Während wir auf Lasse warten, der als erster heute zum Leistungstest antritt, beginnt Hillringhaus, mir die Grundlagen seines Trainingskonzeptes zu erklären. Dies klingt nicht nur grundverschieden von den Rezepten, die man allerorten gepredigt bekommt, sondern vor allem auch genial einfach. So einfach, dass es fast jeder – auch ein Jugendlicher - mit ein paar Handgriffen seinem Alltag anpassen kann, ohne sich elaborierte Trainingspläne schreiben lassen zu müssen. Fast zu gut, um wahr zu sein.

 

Dass sich auch mit dem besten Trainingskonzept Motivationslöcher nicht so leicht bekämpfen lassen, zeigt sich dann bei Lasse: Dank des flexiblen Konzeptes lässt sich sein Training zwar an die neue Herausforderung "Konfirmandenunterricht" anpassen – davon macht es ihm aber auch nicht mehr Spaß, im Winter alleine zu fahren. Hier ist Hillringhaus, der Macher und Organisator, gefordert. Mit gezielten Nachfragen stellt er fest, wo das Problem liegt und was zu tun ist, um es zu lösen. Dabei wird deutlich, dass seine Ansicht darüber, dass seine jungen Athleten in einem Wettbewerb fahren, der den verniedlichenden Namen "Kids Cup" trägt, nicht bloße Attitüde ist. Er nimmt die Sportlerinnen und Sportler ernst und bringt ihnen Respekt entgegen und nennt das Ganze daher lieber „Schleswig-Holstein Junior Cup“. Dieser Respekt bedeutet, dass er ihre Meinung hört und achtet – das bedeutet aber auch, dass sie lernen, Eigenverantwortung zu tragen.

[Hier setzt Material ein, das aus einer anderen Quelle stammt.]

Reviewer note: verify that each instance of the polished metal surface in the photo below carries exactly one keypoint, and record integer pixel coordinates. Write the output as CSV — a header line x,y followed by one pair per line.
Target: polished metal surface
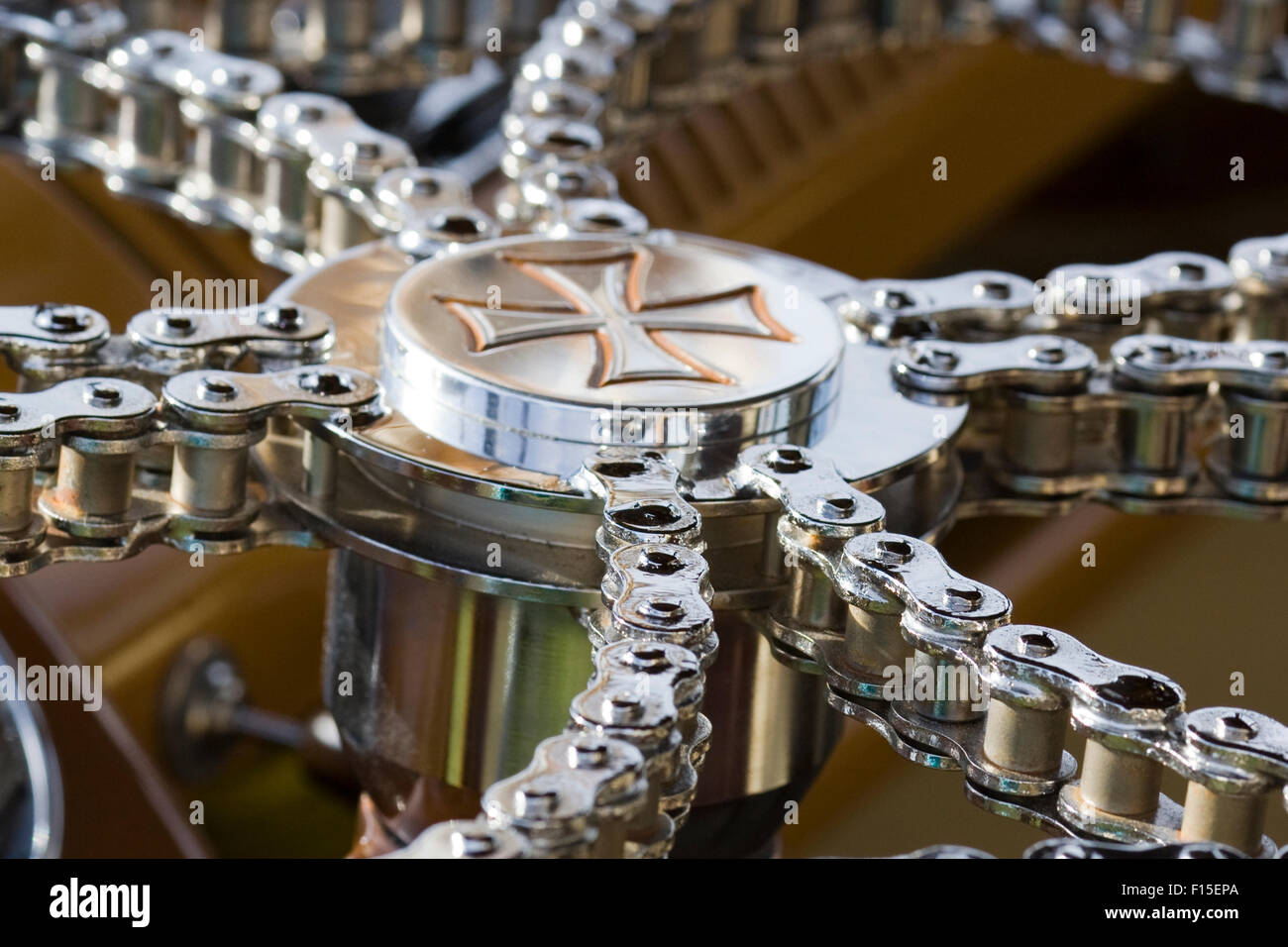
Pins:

Und das Konzept geht auf. Ich habe selten so selbstbewußte und gleichzeitig unaufgeregt sichere und authentische junge Menschen gesehen wie die, die ich an diesem Nachmittag in Lübeck treffen durfte. Jammerschade ist es daher, dass gerade dieser Sport, der Jugendlichen soviel fürs Leben mitgeben kann, sich selbst in ein derart schlechtes Licht stellt.

 

Bereits im Vorgespräch am Telefon hatte Hillringhaus erwähnt, dass seine Suche nach neuen Sponsoren für 2008 bisher erfolglos war. Die Trikots, für die die Sportler an diesem Nachmittag Probemodelle anprobieren, werden außer dem Schriftzug des RST keinen Aufdruck tragen. Und dass, so Hillringhaus, obwohl man sich kaum einen besseren Werbeplatz vorstellen kann, wenn man bedenkt, wie viele Tausend Kilometer die Athleten im Training zurücklegen und dabei eine Werbefläche auf Augenhöhe für Autofahrer transportieren. Keine Sponsoren - das heißt, die Kosten für die Trikots werden von den Eltern getragen, und Radsport ist kein besonders preiswerter Sport. Hillringhaus bringt es auf den Punkt: "Die Misere des Radsports ist in den Geldbörsen der Eltern angekommen."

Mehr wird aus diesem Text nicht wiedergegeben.